第221回国会 ·第第5号号 ·1,620字
○小林(史)委員 自由民主党の小林史明です。  本日は、質問の機会をいただきまして、ありがとうございます。  まず、今回の質問の背景、問題意識を共有した上で質問に移っていきたいと思います。  言わずもがな、日本の根本的な課題は人口減少であります。これを反転させるために頑張っているところですが、そうはいっても、どんなに頑張っても、これが反転できるのは数十年後でありますので、その間は、我々、人口減少期を生きるということになります。そこに対して希望がない、むしろ不安が大きいことが国民の皆さんの足を止めている要因だと思っていますので、今我々がやるべきは、人口減少しても成長する強い経済、そして、人口減少しても十分に運営できる国の形を示していく必要があると思っています。  分かりやすく考えていくと、二〇四〇年、現役世代の人数が今よりも八割になる、いわゆる八掛け社会を豊かにする戦略を広く国民と共有し、官民で取り組むことが重要になります。
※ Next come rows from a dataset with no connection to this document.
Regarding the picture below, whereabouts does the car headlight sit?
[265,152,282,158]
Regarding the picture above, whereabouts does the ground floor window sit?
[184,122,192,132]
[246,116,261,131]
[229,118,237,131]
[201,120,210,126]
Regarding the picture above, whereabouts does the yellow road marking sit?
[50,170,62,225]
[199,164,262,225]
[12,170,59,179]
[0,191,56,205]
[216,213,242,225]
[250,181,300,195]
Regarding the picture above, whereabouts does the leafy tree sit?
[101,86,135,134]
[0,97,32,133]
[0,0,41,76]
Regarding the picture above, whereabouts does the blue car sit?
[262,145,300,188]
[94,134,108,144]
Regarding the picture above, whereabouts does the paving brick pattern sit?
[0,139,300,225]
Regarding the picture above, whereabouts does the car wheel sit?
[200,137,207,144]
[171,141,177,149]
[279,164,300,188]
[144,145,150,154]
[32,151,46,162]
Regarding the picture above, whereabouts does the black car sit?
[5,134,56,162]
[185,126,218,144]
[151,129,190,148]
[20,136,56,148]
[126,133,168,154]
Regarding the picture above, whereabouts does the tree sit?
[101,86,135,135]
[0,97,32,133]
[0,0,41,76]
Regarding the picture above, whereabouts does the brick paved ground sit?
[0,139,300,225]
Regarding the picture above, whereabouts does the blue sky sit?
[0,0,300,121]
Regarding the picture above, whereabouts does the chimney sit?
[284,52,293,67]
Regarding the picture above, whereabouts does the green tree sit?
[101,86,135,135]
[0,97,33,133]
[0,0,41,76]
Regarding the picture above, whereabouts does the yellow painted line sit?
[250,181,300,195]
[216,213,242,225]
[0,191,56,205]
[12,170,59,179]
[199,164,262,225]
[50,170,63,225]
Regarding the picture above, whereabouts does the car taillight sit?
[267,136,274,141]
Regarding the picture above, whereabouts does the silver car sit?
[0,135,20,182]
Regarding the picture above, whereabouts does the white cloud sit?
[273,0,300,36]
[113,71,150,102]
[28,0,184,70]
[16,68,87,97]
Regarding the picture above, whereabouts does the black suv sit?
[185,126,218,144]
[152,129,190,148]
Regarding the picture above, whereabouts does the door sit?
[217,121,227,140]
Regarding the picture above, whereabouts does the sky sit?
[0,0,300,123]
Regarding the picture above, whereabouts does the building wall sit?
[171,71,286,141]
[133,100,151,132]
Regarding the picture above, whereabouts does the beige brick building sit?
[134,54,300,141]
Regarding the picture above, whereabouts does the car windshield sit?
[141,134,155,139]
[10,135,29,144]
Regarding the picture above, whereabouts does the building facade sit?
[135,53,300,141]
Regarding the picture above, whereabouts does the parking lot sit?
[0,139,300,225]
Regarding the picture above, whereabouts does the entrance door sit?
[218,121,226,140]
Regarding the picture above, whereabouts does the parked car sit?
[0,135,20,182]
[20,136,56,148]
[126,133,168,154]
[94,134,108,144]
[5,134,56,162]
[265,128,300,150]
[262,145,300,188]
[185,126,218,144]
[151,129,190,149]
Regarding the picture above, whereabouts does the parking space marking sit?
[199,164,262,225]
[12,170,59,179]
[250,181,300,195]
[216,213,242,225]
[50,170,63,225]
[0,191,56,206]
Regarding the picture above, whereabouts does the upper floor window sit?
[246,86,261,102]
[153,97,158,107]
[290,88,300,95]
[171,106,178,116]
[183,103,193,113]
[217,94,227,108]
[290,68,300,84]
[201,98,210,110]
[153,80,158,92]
そのとき目指すべき方向性は、あえて単純化をすると、テクノロジーを徹底活用し、徹底的に効率化を進めることで、今まで十人で行ってきた仕事を八人で回せるようにする、若しくは、付加価値を高め、サービス、製品の価値を、今まで百円で売っていたものを百五十円にしていく、この二つの道を我々は官民でどう実現していくかということが重要だと考えています。  この問題意識の下で、経産大臣、総務大臣に質問をしていきたいと思います。  まず、経産大臣、経済政策についてであります。  我々政府・与党では、徹底的に企業の国内投資を後押しをする大胆な設備投資税制、さらには競争力を高めるための研究開発税制を具体化をしてきました。今後は、高市総理が掲げる十七の成長分野を中心に、責任ある積極財政という考えの下で、政府が複数年の予算にコミットし、民間に予見性を提供することで民間の投資を誘発をしていくという政策が進められる予定です。これは非常に画期的ですので、きちっと協力をして中身を詰めていきたいと思っています。  ただ、それに加えて、根本的に必要なのは、やはり企業経営者や働く皆さんのアニマルスピリッツを呼び起こして、自律的に成長投資を行っていく、こういう環境をつくることだと思っています。そこで重要になるのがコーポレートガバナンス改革であります。  というわけで、一問目はコーポレートガバナンス改革について伺っていきたいと思います。  経産省が二〇一四年に出したいわゆる伊藤レポートから日本のコーポレートガバナンス改革は着実に進みまして、日本企業の経常利益は大きく改善をし、株価は十年で三倍を超えまして、直近は五万七千円を超えました。  一方で、自社株買いが十年前の数兆円から現在は二十兆円近くに急増するなど株主還元が大幅に増える一方で、設備投資や研究開発投資などの成長投資はそれほど拡大はしていません。そして、賃上げ水準も十分とは言えない状況だと思っています。  これを見ると、企業が短期的に対応できる株主還元が加速しまして、本丸であるはずの成長投資、ここが拡大し企業価値向上に続くという本来の姿にはなっていないと思います。当然、企業価値を高める上で投資家の目線は重要ですが、それだけではなくて、経営者の大胆な意思決定、これを後押しする観点も加えて、成長投資を軸に企業価値を拡大していく成長志向型のコーポレートガバナンスへの転換を図ることが重要ではないかというふうに思っています。  コーポレートガバナンス・コードの改定は金融庁の下で間もなく行われる予定になっていますが、これは金融庁だけに任せるのではなくて、やはり産業政策を担う経産省として、企業の経営者に対して成長志向型の企業統治や資本配分の考え方について実務的に実装可能なガイダンスを示していくべきと考えますが、赤澤大臣の見解を伺いたいと思います。